Beth @ TheAngelForever said...

Coming out of lurking mode here. I am a friend of Kileigh7 and have been following your blog for some time now.

First of all Mazel Tov on Mack gaining weight and doing so well. Second a big hug to you as you try to decide whether or not nursing is right for you and your family.

When my oldest son (almost 5) was born he would not latch on to save my life. I tried every trick in the book and actually had a lactation consultant tell me to just give it up. Well I decided that I was not going to do that. For NHL (my son's initials - see I'm a hockey fan too)I pumped for him exclusively for about 3 months and then he finally learned to latch with a shield and eventually nothing. NHL got very sick when he was 11 months old and due to the illness my milk supply was lost and he weaned.

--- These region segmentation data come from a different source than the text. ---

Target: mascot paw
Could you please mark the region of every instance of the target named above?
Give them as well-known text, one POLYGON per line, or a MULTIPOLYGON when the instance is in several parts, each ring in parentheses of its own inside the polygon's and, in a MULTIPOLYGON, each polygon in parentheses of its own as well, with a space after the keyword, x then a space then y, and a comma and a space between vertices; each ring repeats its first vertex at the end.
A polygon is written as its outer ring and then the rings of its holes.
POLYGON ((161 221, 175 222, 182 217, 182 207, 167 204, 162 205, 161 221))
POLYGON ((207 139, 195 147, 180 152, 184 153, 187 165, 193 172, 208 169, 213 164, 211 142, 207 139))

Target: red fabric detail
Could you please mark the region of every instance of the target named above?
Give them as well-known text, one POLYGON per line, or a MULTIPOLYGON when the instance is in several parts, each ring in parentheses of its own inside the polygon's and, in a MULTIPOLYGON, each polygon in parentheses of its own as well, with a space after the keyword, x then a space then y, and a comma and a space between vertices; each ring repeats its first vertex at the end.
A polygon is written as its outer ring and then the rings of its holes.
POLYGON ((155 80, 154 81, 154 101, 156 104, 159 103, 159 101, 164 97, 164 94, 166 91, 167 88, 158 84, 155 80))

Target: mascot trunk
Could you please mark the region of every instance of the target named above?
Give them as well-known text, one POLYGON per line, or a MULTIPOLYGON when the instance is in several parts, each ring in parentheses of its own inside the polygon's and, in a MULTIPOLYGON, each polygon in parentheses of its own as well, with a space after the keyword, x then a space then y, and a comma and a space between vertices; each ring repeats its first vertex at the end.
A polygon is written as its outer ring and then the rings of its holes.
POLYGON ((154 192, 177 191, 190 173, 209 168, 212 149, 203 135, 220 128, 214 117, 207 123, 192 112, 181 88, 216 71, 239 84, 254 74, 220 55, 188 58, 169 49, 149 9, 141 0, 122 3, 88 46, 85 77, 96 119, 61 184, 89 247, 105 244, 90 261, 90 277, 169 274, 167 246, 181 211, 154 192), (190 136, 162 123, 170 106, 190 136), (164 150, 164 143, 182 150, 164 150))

My little guy just turned 14 months and we are still going strong. He is down to only nursing 2-4 times a day, but still is quite attached to his milk. Again nursing was not easy with JSL. He would not latch. I pumped for his first 4-6 weeks and then he eventually learned to latch like a pro, first with shield and then without.

Nursing is tough on us, nobody will ever say it is easy. You get sore, you are needed every few hours to nurse, you leak, you may get mastitis. . . the "lovely" possibilities are endless. However, the time to bond with your baby is priceless. I was much like you, I do not have a problem with public nursing, but it is not for me. I would nurse my boys right before heading out, bring some expressed milk with us if needed when going out for long periods of time, or sit in the car with the boppy in back if needed. Last summer I spent most of my time home because it was just too much of a hassle in my book to try to take my almost 4 year old and nursing infant out.

Remember, no matter what anyone else says this is only a decision that you and possibly Mack can make. You have to do what is best for you. Lots of people, like yourself with Sean, formula feed and the kids do great. If the stress of nursing is too much that is not healthy either. Only you can weigh the pros and cons in your own life.

Good luck!

Kim said...

Robyn,

Check with your Pediatrician or the hospital you delivered at and see if there is a breastfeeding support group/lactation consultant. My hospital offers a support group every Tuesday, so moms and babes can come and share their experiences and fears/successes. Maybe they could help evaluate your latch and sore nipples.

Bea said...

Yay Mack!! I'm so happy he is gaining weight!

Love the rings. Sparkly is good. Big is good too. :)

If the book advice doesn't sound right you definitely don't have to follow it. The next book will probably say something different anyway!

I think you have legitimate concerns about the breast feeding. Honestly, its really not for everyone and you shouldn't feel like you have to just because its what's expected. Sean did just fine on the mix and then just the formula. Look how he's grown!! Just do what is comfortable and best for you. Maybe feeding a bottle at night and breast all day would be a better fit because if you are sleeping more at night maybe the day time won't be as huge a deal.

Jennifer Lori said...

I'm so behind on my blog reading, I didn't do almost any last week when I was home with Jakob!

I totally hear you on the breastfeeding in public thing. I'd tried 2 different wrap/cover ups for in public, and since Jakob always delatched, I'd have to see him to put him back on, and end up exposed for a second or two anyways. There was one that had a gap at the top so I could see him...but it still didn't work so great. The easiest thing I found was to sit with my back to the crowds, and get him on as fast as possible, and once he was on, just take a receiving blanket and drape it over him.

Once he got older (over 5 months) and wanted to look around at everything while drinking (even to pull off and look around) I would leave earlier for wherever I was going, and feed him in the car when I got there, so I wouldn't have to do it in public. I've fed him in almost every parking lot in the West Island! :)

Anonymous said...

I'm like Jennifer, incredibly behind on blog reading. Mack is incredibly adorable, just like his big brother Sean. He looks like he has, what I call piano fingers, incredibly long.